UNA SICUREZZA…MANU MILITARI ?

di Ermete Ferraro

La parola d’ordine di questi giorni è "sicurezza". Viene tirata in ballo a proposito ed a sproposito. Se ne parla riguardo alle centrali nucleari ma anche alle discariche. La si invoca contro la delinquenza organizzata, però pure per esorcizzare la "minaccia" degli zingari e degli stranieri irregolari o senza occupazione. Più il clima appare dominato dall’insicurezza (del lavoro, del costo della vita, del tempo atmosferico, delle riserve energetiche, del futuro dei giovani, e via enumerando…) tanto più, in nome della sicurezza, sembra che si sia disposti ad accettare qualsiasi cosa. Eppure questa psicosi dell’insicurezza ci sta tirando addosso provvedimenti ancora più preoccupanti, che mortificano la convivenza civile ordinaria in nome della straordinarietà e del ricorso ad una progressiva militarizzazione delle città e della vita quotidiana. Insomma, pur di vederci restituita l’agognata sicurezza, stiamo sprofondando nelle sabbie mobili della sospensione delle garanzie democratiche e di un autoritarismo insidioso e vagamente sudamericano. Etimologicamente parlando, sicurezza significa: stato di chi è senza preoccupazioni. Il guaio è che sembra maledettamente improbabile che il ripristino di questo stato edenico possa scaturire dalla adozione di leggi speciali e dall’impiego di truppe armate nelle nostre città. Eugenio Scalfari, in un suo recente corsivo su la Repubblica, ha scritto: "Bisogna denunciare e fermare la militarizzazione della vita pubblica italiana della quale l’esempio più clamoroso si è avuto con i provvedimenti decisi dal Consiglio dei ministri  […] per distrarre l’attenzione dalle urgenze vere che angustiano gran parte delle famiglie italiane. […] Tanto grave è l´insicurezza delle nostre città da render necessario il coinvolgimento dell’Esercito: questo è il messaggio lanciato dal governo. E insieme ad esso l´eccezionalità fatta regola: si adotta con una legge ordinaria una misura che presupporrebbe la dichiarazione di una sorta di stato d´assedio, di pericolo nazionale" .

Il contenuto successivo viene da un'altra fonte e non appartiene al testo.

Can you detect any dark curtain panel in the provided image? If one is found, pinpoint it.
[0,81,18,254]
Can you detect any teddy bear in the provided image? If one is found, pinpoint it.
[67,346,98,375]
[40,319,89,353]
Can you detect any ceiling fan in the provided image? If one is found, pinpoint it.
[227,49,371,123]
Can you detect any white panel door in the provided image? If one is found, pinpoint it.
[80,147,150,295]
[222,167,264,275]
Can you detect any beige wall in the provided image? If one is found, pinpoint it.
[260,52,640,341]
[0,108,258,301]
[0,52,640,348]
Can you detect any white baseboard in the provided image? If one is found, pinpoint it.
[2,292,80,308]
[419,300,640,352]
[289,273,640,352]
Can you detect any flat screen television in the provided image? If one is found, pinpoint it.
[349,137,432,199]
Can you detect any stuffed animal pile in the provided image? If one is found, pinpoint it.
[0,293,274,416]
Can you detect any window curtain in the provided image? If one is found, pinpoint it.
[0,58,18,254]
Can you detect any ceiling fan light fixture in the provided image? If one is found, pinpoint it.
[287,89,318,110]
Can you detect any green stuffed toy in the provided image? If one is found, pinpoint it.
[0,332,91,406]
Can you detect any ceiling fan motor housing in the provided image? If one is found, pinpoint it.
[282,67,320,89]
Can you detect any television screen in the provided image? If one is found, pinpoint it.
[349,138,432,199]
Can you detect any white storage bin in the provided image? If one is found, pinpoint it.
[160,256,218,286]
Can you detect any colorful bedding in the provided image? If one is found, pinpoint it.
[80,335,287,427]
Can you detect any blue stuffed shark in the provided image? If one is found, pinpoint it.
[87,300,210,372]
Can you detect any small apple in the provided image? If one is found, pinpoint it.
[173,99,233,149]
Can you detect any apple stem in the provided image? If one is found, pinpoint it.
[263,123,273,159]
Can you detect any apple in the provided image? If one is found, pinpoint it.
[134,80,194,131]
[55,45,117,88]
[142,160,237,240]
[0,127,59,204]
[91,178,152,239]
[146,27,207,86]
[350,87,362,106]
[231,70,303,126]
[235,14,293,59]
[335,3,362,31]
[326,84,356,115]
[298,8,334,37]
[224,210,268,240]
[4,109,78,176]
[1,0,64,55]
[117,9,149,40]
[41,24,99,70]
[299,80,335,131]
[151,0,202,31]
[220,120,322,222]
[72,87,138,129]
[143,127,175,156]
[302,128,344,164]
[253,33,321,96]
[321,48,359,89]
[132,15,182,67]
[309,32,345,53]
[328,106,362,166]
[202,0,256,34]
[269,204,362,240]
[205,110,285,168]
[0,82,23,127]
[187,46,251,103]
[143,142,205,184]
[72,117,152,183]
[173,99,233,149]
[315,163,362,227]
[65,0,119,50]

Eggià: i militari sono chiamati a coprire le vergogne di una politica inetta ed impotente e ad avallare un clima da guerra civile. Come se non bastassero i 23 miliardi di euro stanziati in bilancio per la "difesa" in senso strettamente militare, si continua a distribuire risorse ad una miriade di organizzazioni para-militari e ad impiegare le forze armate in compiti che spetterebbero semmai alla protezione civile o ad altri organismi di gestione ordinaria, a partire dagli enti locali. Il messaggio di chi ci governa è molto chiaro: è tempo di decidere e di agire. Chi si oppone o boicotta le decisioni governative è un criminale. Il concetto di "area militare", quindi, è applicabile a qualsiasi impianto o installazione, anche civile, che rivesta importanza per l’economia e per la sicurezza. Se non si tratta di un vero e proprio "stato d’assedio" non so proprio come possa essere considerato tutto ciò.  Che fare? Per chi, come me, si batte da decenni contro la militarizzazione del territorio e della vita civile, davvero mala tempora currunt ! Verrebbe la voglia di dare un calcio a tutto e scaricare la colpa su chi ha voluto questo governo ma anche su chi ne ha reso possibile l’ascesa con la propria incapacità di rappresentare un’alternativa piuttosto che un percorso più soft alla dittatura del pensiero unico e del libero mercato globalizzato. Ma questo non cambierebbe nulla. La risposta è organizzare una resistenza civile e nonviolenta a decisioni che stanno dando il colpo definitivo ad una già moribonda ordinarietà, in nome dell’eccezionalità dei Commissari e dei Generali, chiamati a decidere per tutti o meglio, ad imporre le decisioni assunte dai politici. Inutile precisare che questi, a loro volta, sono supinamente inclini a fare la volontà dei veri poteri forti: quelli dell’economia globalizzata e della finanza onnipotente.  Ecco perché non possiamo accettare passivamente che qualcuno decida sopra e oltre le nostre teste, esercitando, se necessario, il diritto di disobbedire a leggi e provvedimenti che calpestano la Costituzione, i trattati internazionali e la stessa democrazia. Si tratti di discariche ed inceneritori oppure di recenti smanie nucleariste che vorrebbero cancellare la volontà del popolo italiano, nessuno potrà costringerci ad accettare passivamente che la forza del diritto diventi il diritto della forza…!
 

SOSTIENE CALISE…

                                                    di  Ermete FERRARO 

Nel suo articolo di fondo su IL MATTINO di domenica 4 maggio, Mauro Calise offre ai lettori una serie di spiegazioni sul "perché la sinistra arretra", a partire dal crollo del partito laburista britannico alle ultime amministrative, in cui scorge un parallelismo con la débacle del centrosinistra in Italia, seguita dal passaggio del Comune di Roma – come ora succede nella City of London – nelle mani di un esponente della destra.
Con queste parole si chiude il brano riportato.